前週末の終値(3万7,053円)からは624円高、週間ベースでは2週連続の上昇となり、前回のレポートでも指摘したように、目先の株価の底打ち感は確認できたと言えそうです。
上値は重たいが、日本株の戻りは意外と順調?
その一方で、株価の反発力については、日経平均の日足チャートを見る限り、微妙な印象となっています。
図1 日経平均(日足)の動き(2025年3月21日時点)

先週の日経平均の様子を上の図1で確認すると、週初の2日間は、いわゆる「窓」空けを連続して出現させながら勢いよく株価が反発し、1,000円ほど上昇する場面があったものの、3万8,000円台や25日移動平均線といった「節目」に上値が抑えられる格好で、週末にかけては上昇幅が縮小していく展開となりました。
また、ローソク足の形を見ると、節目付近では上ヒゲの長い線が続いていたことも確認できます。
一般的に、上ヒゲの長い線は、「上を目指したものの、売りに押されて実現しなかった」ことを意味するため、相場の高値圏で出現すると、天井サインと受け止められます。
しかし、先週のように株価が戻り基調の途中で、「節目」も絡む場面で出現した場合には、「少なくとも節目の突破を試す動きを見せた」と考えることができ、そこまでネガティブではありません。
もちろん、節目を突破できず、「やっぱり駄目だったか」感で売りに押される展開は想定されますが、足元の株価の底打ち感が支えとなって、下値が限定的にとどまるのであれば、再び株価上昇をチャレンジしていくシナリオも残した格好と言えます。
では、足元の日本株は上昇していく可能性はあるのでしょうか?
確かに、先週の日経平均は上値が重たく、微妙な値動きでしたが、実は、海外の株価指数と比べると、意外と日本株の反発力が強かった面も見せています。
図2 国内外株価指数のパフォーマンス比較(2024年末を100)(2025年3月21日時点)

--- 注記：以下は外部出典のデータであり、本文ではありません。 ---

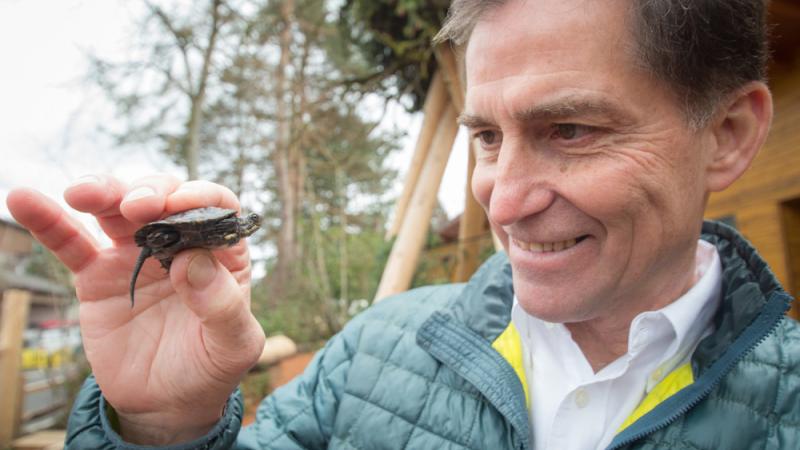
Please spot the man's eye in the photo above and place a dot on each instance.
(571, 131)
(488, 138)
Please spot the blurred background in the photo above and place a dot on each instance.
(310, 110)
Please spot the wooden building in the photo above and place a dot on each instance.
(765, 203)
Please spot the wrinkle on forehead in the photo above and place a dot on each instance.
(527, 30)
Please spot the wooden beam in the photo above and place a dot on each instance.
(435, 103)
(405, 253)
(15, 307)
(452, 75)
(471, 228)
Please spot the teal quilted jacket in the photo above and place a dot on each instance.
(418, 371)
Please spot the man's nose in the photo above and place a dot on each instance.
(521, 187)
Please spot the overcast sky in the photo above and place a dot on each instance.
(49, 119)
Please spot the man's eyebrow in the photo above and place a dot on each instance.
(572, 107)
(473, 121)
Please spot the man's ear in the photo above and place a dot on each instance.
(740, 130)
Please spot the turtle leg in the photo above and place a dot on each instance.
(166, 263)
(146, 252)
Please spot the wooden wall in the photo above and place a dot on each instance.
(764, 201)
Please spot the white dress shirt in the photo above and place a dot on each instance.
(572, 407)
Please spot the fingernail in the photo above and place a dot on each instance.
(140, 192)
(202, 271)
(86, 179)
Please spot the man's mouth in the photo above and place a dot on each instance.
(544, 247)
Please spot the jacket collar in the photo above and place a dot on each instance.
(485, 303)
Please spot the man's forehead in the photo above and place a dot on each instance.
(505, 36)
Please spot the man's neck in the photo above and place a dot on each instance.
(604, 340)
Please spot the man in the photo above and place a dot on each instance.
(615, 318)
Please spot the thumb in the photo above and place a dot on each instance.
(232, 336)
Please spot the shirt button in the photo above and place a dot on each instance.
(581, 398)
(656, 376)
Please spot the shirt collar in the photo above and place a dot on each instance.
(681, 323)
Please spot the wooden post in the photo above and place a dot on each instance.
(435, 103)
(405, 253)
(452, 76)
(14, 320)
(470, 230)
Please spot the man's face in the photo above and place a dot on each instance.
(585, 165)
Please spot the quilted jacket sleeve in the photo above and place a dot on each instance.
(300, 415)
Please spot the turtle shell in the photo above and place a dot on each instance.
(201, 227)
(209, 228)
(194, 217)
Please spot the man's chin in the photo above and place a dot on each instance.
(555, 306)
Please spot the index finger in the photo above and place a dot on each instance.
(199, 194)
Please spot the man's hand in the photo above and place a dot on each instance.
(168, 365)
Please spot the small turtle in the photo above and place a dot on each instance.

上の図2は、以前のレポートでも何度か紹介したことがありますが、昨年末を100とした国内外の株価指数のパフォーマンスを比較した指数チャートです。
先週末21日(金)時点の日経平均は94.44と、まだ昨年末比でマイナス圏に沈んではいるものの、前週末からは1.68%上昇していたほか、TOPIX(東証株価指数)については、100.69とプラス圏を回復しただけでなく、週間の上昇率も3.27%と結構大きくなっています。
同様に、海外株価指数の先週末からの騰落率に注目すると、米国株については、ダウ工業株30種平均が1.19%高、S&P500種指数が0.5%高、ナスダック総合指数が0.16%高となっていたほか、中国株では、上海総合指数が1.6%安、香港ハンセン指数が1.12%安、そして、欧州株(ストックス600)が0.56%高だったことを踏まえると、先週の日本株の戻りが相対的に大きかったと言えます。
バリュー優位で堅調さを見せる日本株
となると、目先はTOPIXの動きについても確認していく必要がありそうです。
図3 TOPIX(日足)の動き(2025年3月21日時点)

上の図3はTOPIXの日足チャートですが、図1の日経平均と異なり、先週のTOPIXの値動きは、3本(25日・75日・200日)の移動平均線だけでなく、昨年7月11日と12月30日の高値どうしを結んだ「上値ライン」も上抜けて、2,800pの節目の株価も回復するなど、かなり強い動きを見せていることが分かります。
時価総額の大きいメガバンク株や、こちらのレポートの後半でも指摘していたように、米著名投資家のウォーレン・バフェット氏率いるバークシャー・ハサウェイが商社株を買い増ししていたことが判明し、国内バリュー株を中心に、再び日本株を買う動きが強まったことなどがその背景として考えられます。
図4 TOPIXのグロース指数とバリュー指数の比較(2025年3月21日時点)

上の図4は、2023年末を100とした、TOPIXのグロース指数とバリュー指数のパフォーマンスを比較したものになりますが、昨年夏の株価急落以降、次第にバリュー指数がグロース指数よりも優位になっていることが分かります。
つまり、足元の日本株のバリュー優位は一時的なものではなく、ジワジワと醸成されていった中期的な傾向と考えることができ、こうした流れはまだしばらく続きそうと考えるのが自然です。
そのため、当面の値動きの目安としては、図3にもあるように、このまま株価が上昇して、昨年秋から形成していた「上昇ウェッジ」の延長線上に囲まれた範囲内まで株価水準を切り上げられるか、それとも、上値が重たくなり、先ほどの上値ラインをサポートにしたもみ合いが続くかの2つがシナリオとして考えられそうです。